L’enfant est parfois seul face caméra et répond à des questions sur son futur métier, son animal totem ou encore ses rêves. Ces extraits sont parmi les seuls «  initiés » par le réalisateur conservés dans le montage final. Ils sont, selon lui, un espace étonnant où se révèle avant tout la singularité de chacun des enfants.

« Si j’étais un objet, je serai une télé parce qu’on me regarderait tout le temps »

L’élève Marie à Bruno Romy, Écoliers.

Entre les murs

Le spectateur devine l’actualité scolaire au fil des saisons, que suggèrent les traditionnels préparatifs de la photo de classe, la séance temps calme ou encore un bonnet de Noël fièrement arboré. Le réalisateur donne aussi à voir avec humour les aventures personnelles des enfants, telles un joli maquillage de gommettes, les péripéties d’une retardataire ou d’une paire de lunettes cassées.

Bruno Romy choisit de se focaliser sur l’espace de la classe pour mieux le vivre de l’intérieur. Le réalisateur décide de ne pas s’attarder sur l’entièreté de la vie à l’école, entre cantine et cour de récré. Les rares plans en extérieur sont en effet ponctués d’une mélodie nostalgique au piano, parfois filmés au ralenti ou encore en accéléré. Le réalisateur explique qu’il n’envisageait pas ces plans autrement que teintés de poésie et dès lors éloignés de la simple prise de vue.

Problèmes à résoudre à trois dans Écoliers © – Keren Production – 2020

Bruno Romy s’immisce, entre boules de gomme et cartables Lulu Castagnette, et opte pour des plans rapprochés. Le spectateur est de la sorte pleinement immergé dans les réflexions et interactions des élèves. La proximité créée à l’image forge, de plus belle, une intimité, une familiarité avec ses discussions d’enfants. Le spectateur est invité à se remémorer ses propres souvenirs. On reconnaît alors avec nostalgie la mauvaise joueuse de la bande à la balle au prisonnier. On sourit doucement de fait en découvrant les grimaces du blagueur de la classe.
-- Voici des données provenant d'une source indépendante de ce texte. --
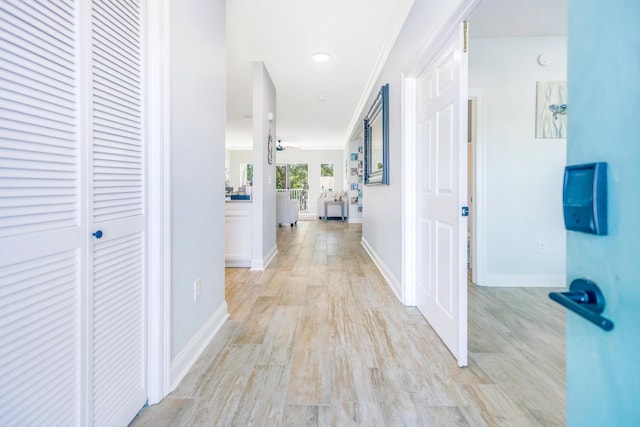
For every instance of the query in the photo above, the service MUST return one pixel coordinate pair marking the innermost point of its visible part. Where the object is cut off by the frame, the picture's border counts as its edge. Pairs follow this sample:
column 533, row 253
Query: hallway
column 319, row 339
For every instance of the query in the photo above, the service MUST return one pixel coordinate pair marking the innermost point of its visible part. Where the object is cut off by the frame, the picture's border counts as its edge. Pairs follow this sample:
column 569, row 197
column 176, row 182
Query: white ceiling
column 285, row 33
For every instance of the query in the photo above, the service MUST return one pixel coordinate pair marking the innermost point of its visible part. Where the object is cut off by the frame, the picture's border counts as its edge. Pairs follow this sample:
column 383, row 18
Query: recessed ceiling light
column 320, row 57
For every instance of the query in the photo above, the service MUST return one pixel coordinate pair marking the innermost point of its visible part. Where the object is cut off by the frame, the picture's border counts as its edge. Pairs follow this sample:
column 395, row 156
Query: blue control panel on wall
column 584, row 198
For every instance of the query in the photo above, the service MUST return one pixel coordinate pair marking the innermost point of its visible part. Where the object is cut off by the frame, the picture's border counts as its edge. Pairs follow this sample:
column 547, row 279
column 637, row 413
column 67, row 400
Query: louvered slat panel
column 118, row 335
column 38, row 361
column 117, row 110
column 38, row 93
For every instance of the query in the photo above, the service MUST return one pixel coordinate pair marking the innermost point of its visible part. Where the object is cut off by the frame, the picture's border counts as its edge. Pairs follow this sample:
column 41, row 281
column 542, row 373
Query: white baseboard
column 188, row 356
column 524, row 280
column 261, row 264
column 237, row 263
column 390, row 278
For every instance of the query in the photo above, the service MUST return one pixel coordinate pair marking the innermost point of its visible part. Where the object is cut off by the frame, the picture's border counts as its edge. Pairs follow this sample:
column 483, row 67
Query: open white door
column 441, row 293
column 72, row 213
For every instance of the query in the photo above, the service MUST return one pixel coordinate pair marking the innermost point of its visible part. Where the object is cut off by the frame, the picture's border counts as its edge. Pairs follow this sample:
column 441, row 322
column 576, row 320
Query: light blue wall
column 603, row 372
column 198, row 103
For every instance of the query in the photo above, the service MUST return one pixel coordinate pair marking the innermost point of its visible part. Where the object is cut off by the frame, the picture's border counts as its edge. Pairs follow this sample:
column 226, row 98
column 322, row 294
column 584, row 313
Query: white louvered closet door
column 72, row 306
column 42, row 232
column 117, row 210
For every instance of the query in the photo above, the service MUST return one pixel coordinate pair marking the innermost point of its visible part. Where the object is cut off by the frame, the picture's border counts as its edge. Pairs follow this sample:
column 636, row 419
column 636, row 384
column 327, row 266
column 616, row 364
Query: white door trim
column 159, row 202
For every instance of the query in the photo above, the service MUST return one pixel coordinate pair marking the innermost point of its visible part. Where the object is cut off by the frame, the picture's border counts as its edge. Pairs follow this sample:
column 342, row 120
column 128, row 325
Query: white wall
column 523, row 179
column 198, row 102
column 311, row 157
column 263, row 226
column 314, row 158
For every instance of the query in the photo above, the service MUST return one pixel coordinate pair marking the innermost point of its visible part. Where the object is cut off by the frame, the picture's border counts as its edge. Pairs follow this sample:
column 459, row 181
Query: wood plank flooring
column 319, row 339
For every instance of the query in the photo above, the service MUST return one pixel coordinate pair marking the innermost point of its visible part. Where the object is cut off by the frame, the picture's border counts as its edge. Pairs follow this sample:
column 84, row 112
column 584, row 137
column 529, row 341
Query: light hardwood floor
column 318, row 338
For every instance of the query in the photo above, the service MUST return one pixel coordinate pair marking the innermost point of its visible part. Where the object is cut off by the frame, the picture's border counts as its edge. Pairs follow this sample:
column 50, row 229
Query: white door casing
column 72, row 161
column 117, row 200
column 42, row 230
column 441, row 291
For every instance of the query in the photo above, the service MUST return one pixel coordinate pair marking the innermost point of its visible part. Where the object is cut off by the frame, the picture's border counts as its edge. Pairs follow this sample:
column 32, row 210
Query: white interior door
column 441, row 294
column 72, row 306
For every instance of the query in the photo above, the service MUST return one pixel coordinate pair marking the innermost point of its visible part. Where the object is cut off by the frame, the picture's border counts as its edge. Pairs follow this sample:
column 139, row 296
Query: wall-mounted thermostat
column 584, row 198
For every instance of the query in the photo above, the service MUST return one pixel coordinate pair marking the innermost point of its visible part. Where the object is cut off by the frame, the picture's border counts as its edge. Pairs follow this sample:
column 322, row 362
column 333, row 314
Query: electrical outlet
column 196, row 290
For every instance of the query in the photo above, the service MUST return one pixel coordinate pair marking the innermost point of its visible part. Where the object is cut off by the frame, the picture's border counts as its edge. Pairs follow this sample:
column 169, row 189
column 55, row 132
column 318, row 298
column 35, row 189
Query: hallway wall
column 522, row 179
column 198, row 103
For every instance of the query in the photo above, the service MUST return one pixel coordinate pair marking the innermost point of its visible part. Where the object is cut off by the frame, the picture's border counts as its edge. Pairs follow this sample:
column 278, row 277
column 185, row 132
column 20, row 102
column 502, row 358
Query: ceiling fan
column 279, row 147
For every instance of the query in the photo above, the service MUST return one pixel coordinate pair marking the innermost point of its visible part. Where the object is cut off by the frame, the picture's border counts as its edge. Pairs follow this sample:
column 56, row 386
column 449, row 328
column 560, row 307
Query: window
column 246, row 174
column 326, row 176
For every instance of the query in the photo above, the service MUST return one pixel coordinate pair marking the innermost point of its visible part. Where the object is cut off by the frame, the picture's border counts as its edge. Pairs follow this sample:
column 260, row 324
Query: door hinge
column 466, row 35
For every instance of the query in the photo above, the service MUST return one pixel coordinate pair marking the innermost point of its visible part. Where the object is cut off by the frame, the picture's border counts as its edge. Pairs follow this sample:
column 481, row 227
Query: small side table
column 328, row 203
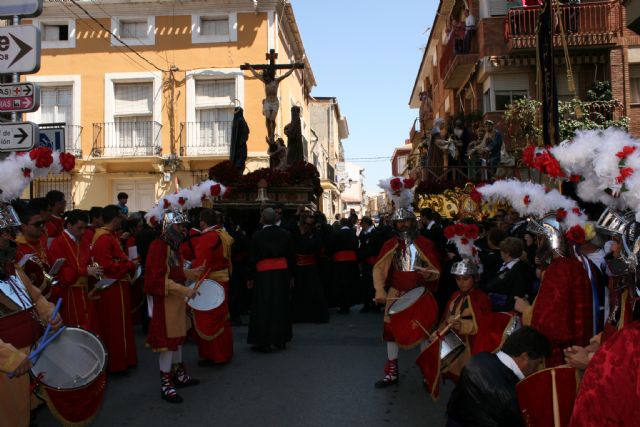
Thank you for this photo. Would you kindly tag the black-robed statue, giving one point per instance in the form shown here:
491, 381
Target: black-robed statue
239, 137
293, 130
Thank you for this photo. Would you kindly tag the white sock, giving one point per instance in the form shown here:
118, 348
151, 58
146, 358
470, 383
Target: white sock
164, 359
177, 355
392, 350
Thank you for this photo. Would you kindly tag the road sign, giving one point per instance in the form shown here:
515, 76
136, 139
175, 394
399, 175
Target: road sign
18, 136
19, 49
52, 137
19, 97
10, 8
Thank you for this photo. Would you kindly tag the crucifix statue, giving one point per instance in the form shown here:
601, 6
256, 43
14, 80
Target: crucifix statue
271, 105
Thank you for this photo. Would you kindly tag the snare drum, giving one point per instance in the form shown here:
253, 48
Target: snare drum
71, 375
210, 295
409, 314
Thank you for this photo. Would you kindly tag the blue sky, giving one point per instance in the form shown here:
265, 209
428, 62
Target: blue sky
367, 54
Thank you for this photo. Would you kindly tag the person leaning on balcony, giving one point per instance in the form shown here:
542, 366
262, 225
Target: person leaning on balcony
469, 30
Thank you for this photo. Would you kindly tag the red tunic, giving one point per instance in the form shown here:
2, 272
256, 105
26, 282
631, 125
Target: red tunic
114, 305
562, 310
77, 309
158, 271
609, 392
214, 334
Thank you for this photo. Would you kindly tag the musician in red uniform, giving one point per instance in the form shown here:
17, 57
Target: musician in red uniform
23, 310
32, 241
212, 251
164, 282
55, 224
114, 305
396, 268
77, 309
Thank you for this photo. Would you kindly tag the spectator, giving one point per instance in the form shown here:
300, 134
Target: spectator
122, 203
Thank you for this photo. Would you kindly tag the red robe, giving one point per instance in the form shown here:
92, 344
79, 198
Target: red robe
213, 328
610, 389
562, 310
32, 269
77, 309
114, 305
164, 275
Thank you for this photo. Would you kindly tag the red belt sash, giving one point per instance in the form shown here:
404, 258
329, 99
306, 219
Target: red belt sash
405, 280
342, 256
20, 329
269, 264
302, 259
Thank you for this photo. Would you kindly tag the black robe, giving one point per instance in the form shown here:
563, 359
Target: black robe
270, 320
239, 137
485, 395
309, 301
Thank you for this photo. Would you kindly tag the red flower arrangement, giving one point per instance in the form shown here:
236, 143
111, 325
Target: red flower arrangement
42, 157
67, 161
576, 235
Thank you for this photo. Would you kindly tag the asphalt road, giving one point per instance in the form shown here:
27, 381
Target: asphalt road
325, 377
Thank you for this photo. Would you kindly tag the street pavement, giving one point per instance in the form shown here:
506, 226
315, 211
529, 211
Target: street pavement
325, 377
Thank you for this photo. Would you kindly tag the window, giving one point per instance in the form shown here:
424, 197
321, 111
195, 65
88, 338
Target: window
214, 29
57, 34
135, 31
506, 97
56, 104
634, 77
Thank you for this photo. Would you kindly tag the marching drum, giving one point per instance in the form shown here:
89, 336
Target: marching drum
71, 377
410, 313
210, 295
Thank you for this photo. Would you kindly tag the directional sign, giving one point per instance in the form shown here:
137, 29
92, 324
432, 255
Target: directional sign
18, 136
19, 97
9, 8
19, 49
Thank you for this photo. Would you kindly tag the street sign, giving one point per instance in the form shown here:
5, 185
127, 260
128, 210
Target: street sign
18, 136
19, 49
10, 8
52, 137
19, 97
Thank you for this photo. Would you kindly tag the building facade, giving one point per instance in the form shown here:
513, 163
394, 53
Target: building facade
328, 128
146, 89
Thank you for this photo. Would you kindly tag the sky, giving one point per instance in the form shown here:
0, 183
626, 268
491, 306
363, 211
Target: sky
367, 55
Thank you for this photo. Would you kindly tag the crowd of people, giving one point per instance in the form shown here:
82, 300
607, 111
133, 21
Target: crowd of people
112, 269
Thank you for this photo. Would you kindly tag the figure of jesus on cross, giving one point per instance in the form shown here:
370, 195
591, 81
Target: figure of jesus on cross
271, 104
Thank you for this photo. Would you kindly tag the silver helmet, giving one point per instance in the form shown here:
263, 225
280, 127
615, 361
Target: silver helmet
173, 217
465, 267
8, 217
549, 227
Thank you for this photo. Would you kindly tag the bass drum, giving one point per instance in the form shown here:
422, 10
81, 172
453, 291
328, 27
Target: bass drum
71, 377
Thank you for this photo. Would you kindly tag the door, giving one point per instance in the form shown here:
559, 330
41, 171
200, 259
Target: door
141, 194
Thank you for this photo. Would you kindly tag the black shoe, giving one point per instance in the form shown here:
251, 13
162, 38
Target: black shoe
386, 382
262, 348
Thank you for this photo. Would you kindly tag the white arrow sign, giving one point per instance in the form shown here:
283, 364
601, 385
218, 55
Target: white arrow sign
19, 49
18, 136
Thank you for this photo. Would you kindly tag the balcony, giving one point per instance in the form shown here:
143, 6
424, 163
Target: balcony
205, 138
455, 66
585, 24
126, 139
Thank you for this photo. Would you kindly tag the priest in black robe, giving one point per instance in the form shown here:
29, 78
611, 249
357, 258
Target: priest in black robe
309, 302
486, 393
270, 266
239, 137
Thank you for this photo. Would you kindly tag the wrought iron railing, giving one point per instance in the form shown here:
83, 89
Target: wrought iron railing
126, 139
205, 138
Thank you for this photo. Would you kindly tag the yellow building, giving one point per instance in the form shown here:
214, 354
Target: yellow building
146, 89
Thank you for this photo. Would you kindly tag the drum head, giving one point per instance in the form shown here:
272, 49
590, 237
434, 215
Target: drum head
75, 359
210, 296
406, 300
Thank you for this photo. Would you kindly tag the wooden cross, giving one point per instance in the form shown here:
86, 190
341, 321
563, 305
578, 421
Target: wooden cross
271, 57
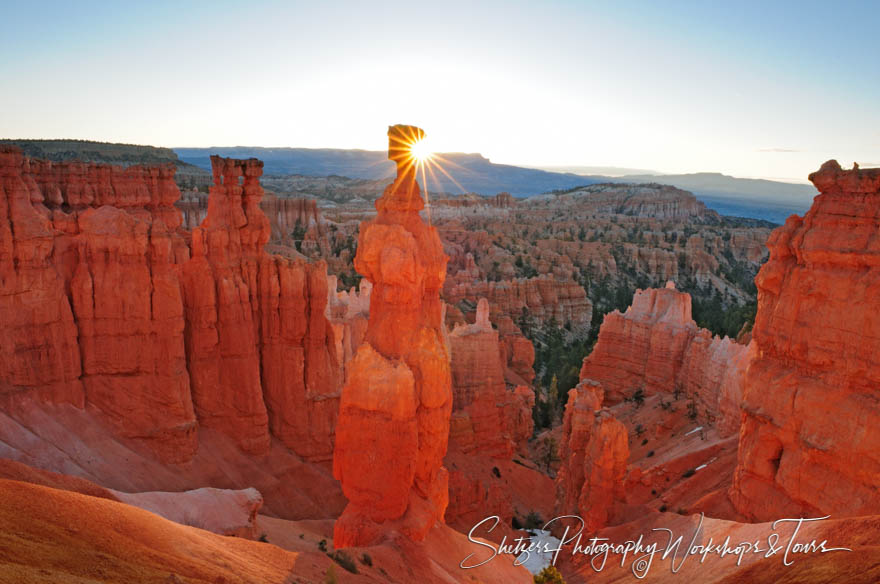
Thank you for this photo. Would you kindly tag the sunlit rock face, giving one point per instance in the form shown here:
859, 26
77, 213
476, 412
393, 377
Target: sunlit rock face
90, 297
809, 442
107, 302
594, 453
655, 346
394, 413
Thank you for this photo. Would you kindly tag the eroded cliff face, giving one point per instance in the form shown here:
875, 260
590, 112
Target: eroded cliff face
594, 453
541, 299
809, 442
112, 305
90, 295
488, 418
655, 346
394, 414
491, 422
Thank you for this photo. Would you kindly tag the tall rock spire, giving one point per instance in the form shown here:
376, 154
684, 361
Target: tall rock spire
395, 407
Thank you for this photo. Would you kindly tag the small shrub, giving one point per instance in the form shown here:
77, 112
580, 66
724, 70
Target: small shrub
344, 560
639, 396
533, 520
549, 575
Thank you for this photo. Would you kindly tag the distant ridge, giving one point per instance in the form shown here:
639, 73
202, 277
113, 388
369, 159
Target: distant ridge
755, 198
472, 172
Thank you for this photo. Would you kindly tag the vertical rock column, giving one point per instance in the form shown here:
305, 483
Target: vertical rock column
393, 425
221, 296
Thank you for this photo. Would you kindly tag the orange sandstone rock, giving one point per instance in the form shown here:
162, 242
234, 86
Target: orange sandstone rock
108, 302
394, 415
655, 346
594, 452
809, 442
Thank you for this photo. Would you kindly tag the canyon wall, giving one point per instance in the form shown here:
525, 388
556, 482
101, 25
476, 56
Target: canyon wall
594, 453
655, 346
112, 305
540, 299
394, 413
487, 417
809, 442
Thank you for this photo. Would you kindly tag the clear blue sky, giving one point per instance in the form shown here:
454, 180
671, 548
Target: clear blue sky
758, 89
«  J’aimerais être réincarné dans une boule à neige de décoration. »

L’élève Lucien à Bruno Romy, Ecoliers.

Faire école

Écoliers est un documentaire qui montre avec simplicité et surtout sensibilité ce qui joue véritablement dans une salle de classe. Ce qui dépasse de toute évidence, et de loin, le simple enseignement académique. Bruno Romy signe donc un premier documentaire drôle et émouvant sur la rencontre entre un groupe d’enfants et un instituteur. Ce récit d’un morceau de vie esquissé ensemble, à mille mains, sera projeté dans les salles obscures le 28 avril prochain. Le long-métrage sera sinon disponible en ligne sur la plateforme de la Vinq-cinquième heure. Une belle sortie-évènement à vite noter dans son cahier de texte.